You Will Come to My House
But it’s not really my house.
I don’t know whose it is.
One day I just walked in by chance.
There was no one.
Only some red peppers hanging on a white wall.
I lived in this house for a long time.
No one ever came.
Day by day,
I waited for you.

I didn’t do anything.
Nothing serious, I mean.
Sometimes in the morning
I’d let out animalistic screams,
Bray like a madman
With all the strength I had.
And that truly made me happy.

Then I’d play with my feet.
Feet are very intelligent—
They can take you far
When you want to go far,
And when you don’t,
They just stay and keep you company.
And when there’s music, they dance.
No dancing without them.

You’d have to be a fool, as people often are,
To say such foolish things.
A fool reasoning with his feet, alive like a snowbird.

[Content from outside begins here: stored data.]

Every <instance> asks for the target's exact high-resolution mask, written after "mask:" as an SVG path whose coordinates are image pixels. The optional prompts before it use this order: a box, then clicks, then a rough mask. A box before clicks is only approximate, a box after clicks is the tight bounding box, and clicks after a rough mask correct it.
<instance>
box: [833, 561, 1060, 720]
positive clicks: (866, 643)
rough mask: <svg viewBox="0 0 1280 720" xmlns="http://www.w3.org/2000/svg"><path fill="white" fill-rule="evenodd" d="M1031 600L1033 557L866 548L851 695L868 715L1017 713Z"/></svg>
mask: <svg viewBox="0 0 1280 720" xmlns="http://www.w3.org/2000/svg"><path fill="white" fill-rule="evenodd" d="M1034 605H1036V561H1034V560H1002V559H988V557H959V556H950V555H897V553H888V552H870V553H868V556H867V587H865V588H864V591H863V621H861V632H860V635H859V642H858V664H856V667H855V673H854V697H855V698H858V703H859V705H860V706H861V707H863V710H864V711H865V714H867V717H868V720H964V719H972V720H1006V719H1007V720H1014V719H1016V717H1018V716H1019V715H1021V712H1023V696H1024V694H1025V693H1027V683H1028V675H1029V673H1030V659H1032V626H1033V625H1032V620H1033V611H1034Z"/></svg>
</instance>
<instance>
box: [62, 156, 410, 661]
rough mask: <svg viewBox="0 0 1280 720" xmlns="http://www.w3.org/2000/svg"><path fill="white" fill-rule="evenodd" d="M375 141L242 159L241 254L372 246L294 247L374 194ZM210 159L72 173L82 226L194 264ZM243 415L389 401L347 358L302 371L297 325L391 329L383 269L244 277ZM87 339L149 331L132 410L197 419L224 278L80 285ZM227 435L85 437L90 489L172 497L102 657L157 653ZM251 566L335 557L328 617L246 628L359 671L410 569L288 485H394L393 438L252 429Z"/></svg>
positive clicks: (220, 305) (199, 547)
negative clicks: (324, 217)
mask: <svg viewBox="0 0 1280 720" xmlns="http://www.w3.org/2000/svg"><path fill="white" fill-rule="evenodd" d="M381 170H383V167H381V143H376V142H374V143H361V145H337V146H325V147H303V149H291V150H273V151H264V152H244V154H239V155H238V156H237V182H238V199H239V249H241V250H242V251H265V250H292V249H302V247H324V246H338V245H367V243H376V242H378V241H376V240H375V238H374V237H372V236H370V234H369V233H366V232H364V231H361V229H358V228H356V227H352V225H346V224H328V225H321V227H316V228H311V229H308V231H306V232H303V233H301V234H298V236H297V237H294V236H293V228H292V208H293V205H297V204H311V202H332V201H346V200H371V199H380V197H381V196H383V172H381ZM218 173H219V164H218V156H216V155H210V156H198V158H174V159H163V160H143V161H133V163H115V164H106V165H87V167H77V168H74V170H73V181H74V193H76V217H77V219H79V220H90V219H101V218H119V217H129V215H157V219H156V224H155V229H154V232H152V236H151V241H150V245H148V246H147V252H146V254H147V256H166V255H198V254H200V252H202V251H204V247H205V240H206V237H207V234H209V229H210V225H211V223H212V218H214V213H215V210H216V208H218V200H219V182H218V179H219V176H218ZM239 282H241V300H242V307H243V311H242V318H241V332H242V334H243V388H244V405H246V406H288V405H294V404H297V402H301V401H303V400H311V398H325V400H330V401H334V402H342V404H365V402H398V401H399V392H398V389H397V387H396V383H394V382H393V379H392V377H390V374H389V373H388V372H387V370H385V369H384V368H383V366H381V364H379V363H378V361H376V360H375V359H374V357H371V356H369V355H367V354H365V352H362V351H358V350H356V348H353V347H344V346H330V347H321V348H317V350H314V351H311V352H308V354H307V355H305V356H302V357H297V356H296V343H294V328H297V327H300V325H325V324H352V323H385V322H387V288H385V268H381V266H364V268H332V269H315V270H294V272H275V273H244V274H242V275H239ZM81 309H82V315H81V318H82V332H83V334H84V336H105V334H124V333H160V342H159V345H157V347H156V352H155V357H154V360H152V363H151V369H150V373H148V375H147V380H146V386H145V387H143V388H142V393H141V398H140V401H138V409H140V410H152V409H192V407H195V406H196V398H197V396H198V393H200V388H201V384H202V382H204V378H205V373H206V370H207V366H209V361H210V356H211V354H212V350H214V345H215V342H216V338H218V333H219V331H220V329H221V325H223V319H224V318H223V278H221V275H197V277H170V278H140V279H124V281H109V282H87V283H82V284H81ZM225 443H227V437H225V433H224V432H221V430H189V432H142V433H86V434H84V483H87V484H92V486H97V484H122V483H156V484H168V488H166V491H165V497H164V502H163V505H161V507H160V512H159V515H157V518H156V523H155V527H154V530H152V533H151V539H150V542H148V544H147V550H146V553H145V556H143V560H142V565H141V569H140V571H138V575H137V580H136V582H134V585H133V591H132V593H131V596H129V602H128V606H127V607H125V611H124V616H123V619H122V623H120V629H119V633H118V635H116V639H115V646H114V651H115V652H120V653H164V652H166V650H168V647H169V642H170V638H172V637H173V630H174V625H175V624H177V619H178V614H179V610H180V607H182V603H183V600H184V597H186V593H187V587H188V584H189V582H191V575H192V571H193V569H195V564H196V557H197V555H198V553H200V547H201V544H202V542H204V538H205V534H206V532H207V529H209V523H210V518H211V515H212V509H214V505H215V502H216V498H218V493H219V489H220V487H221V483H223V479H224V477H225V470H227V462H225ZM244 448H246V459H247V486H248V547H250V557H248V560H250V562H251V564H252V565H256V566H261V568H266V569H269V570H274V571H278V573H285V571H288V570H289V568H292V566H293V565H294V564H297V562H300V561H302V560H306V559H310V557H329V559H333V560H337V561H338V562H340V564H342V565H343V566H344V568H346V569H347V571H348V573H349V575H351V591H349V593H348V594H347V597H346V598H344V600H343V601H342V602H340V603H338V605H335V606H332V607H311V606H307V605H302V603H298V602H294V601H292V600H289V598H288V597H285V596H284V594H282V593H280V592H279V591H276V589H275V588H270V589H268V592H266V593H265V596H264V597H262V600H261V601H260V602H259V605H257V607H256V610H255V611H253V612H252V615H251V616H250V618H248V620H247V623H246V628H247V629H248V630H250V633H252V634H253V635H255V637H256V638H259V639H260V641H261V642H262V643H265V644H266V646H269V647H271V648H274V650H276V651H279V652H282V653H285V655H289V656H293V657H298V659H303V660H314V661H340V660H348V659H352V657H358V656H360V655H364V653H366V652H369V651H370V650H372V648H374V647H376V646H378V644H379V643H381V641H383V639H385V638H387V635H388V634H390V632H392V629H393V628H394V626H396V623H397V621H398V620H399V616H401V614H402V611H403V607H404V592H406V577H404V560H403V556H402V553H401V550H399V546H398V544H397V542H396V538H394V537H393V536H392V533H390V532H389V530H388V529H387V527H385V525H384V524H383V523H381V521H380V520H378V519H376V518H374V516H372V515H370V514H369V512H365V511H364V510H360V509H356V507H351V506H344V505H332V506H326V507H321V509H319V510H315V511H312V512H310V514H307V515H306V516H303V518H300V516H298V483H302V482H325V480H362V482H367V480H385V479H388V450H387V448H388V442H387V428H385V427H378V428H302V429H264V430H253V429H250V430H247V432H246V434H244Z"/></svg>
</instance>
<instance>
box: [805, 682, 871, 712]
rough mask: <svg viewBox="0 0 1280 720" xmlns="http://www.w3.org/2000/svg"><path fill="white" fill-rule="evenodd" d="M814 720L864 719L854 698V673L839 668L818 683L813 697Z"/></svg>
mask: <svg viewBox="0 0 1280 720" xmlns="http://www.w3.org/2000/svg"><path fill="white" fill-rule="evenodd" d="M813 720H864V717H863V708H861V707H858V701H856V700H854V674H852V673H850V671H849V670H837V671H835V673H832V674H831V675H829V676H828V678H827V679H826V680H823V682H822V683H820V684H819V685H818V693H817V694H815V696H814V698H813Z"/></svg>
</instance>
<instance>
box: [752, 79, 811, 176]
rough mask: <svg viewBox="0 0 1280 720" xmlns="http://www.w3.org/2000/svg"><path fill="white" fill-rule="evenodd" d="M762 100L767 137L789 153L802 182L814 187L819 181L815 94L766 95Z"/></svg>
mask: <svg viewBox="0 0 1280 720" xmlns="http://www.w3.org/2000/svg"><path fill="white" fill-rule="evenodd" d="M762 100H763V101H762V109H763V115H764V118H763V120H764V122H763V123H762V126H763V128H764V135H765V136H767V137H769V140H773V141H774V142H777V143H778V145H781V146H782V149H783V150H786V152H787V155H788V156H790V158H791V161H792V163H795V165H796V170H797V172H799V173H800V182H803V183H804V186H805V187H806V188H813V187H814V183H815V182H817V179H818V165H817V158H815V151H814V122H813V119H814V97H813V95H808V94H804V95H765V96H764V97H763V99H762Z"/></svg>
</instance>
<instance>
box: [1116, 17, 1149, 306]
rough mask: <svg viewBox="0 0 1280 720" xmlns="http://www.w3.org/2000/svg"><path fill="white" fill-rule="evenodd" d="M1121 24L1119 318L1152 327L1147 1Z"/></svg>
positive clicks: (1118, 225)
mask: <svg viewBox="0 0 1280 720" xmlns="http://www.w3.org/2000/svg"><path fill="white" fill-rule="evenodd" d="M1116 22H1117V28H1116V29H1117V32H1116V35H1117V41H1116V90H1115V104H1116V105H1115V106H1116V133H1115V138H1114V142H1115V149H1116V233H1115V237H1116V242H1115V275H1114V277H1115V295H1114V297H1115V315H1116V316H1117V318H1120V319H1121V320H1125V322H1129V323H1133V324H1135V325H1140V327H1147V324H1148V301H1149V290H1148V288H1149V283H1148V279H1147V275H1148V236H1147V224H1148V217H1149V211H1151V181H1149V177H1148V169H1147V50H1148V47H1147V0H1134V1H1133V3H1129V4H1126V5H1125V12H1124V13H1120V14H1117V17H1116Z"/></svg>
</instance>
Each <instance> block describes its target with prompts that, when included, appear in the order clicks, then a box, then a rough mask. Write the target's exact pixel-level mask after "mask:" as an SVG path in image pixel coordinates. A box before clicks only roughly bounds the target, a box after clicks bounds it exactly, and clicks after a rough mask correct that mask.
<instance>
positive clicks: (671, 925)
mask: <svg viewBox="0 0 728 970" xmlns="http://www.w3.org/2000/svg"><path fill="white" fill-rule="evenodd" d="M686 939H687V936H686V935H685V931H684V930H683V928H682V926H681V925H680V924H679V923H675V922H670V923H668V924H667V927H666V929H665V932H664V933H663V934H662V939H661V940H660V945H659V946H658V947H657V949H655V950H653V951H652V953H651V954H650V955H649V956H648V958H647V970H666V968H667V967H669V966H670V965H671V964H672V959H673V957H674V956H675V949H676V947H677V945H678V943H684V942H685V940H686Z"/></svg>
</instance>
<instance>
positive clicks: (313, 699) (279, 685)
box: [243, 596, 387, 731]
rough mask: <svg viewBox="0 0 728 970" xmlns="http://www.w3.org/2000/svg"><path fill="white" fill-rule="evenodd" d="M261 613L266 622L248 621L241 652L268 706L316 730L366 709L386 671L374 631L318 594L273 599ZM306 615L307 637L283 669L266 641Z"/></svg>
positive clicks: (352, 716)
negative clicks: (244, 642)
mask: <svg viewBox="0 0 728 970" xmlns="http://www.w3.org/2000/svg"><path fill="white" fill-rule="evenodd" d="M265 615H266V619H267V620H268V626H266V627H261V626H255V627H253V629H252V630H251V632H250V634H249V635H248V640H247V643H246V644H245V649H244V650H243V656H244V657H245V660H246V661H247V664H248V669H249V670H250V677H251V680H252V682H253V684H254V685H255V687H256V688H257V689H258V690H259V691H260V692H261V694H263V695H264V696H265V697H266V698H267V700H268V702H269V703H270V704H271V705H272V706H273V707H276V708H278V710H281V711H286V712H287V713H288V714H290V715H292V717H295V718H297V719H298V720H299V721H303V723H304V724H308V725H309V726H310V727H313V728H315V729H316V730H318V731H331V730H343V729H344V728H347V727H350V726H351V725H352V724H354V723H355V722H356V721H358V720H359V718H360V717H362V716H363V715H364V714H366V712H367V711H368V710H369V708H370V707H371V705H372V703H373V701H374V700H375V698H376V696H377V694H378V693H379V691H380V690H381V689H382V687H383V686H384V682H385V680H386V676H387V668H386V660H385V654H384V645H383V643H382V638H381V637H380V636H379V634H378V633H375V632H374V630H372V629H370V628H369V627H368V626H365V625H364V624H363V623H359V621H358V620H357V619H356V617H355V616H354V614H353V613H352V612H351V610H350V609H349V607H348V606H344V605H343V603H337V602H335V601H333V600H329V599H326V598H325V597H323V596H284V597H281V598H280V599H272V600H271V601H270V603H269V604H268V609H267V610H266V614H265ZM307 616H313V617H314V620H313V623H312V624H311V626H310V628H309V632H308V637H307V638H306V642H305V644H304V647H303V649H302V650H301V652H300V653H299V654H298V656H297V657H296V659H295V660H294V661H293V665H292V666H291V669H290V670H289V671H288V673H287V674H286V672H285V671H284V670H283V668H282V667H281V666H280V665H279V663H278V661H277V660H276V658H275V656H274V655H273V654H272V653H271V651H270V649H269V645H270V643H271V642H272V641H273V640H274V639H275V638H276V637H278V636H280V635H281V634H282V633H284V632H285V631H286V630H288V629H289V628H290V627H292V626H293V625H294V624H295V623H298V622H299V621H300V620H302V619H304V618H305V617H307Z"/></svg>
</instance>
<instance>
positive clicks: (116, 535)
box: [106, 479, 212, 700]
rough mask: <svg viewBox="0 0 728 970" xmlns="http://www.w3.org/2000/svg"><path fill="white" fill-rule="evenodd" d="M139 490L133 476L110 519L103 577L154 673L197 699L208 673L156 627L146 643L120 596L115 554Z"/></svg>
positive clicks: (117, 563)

But the snowbird isn’t really alive.
It’s alive only for as long as it’s alive.
It’s sad when it’s sad,
Or neither alive nor sad.
What do we know about a snowbird?
But even that’s not its name.
Man called it that himself—
Snowbird, snowbird, snowbird.

How strange names are.
Martin Hugo Victor is a name.
Bonaparte Napoleon is his name.
Why that way and not another?
A herd of Bonapartes crosses the desert.
The emperor is called Camel.
He has a cardboard horse and some running tapes.
Galloping far away is someone with just three names:
Tim Tam Tom, and no last name.

A little farther away, someone I don’t know.
Much farther still, something I don’t know.
But all of this—what does it matter?

In my house, you will come.
I think of something else and only think of this.
And when you enter my house,
You’ll take off your clothes,
And with your red lips and naked body, you’ll remain—
Like red peppers on the white wall.
Then you’ll go to bed, and I’ll lie beside you.
Exactly like that.
In my house, which isn’t my house, you will come.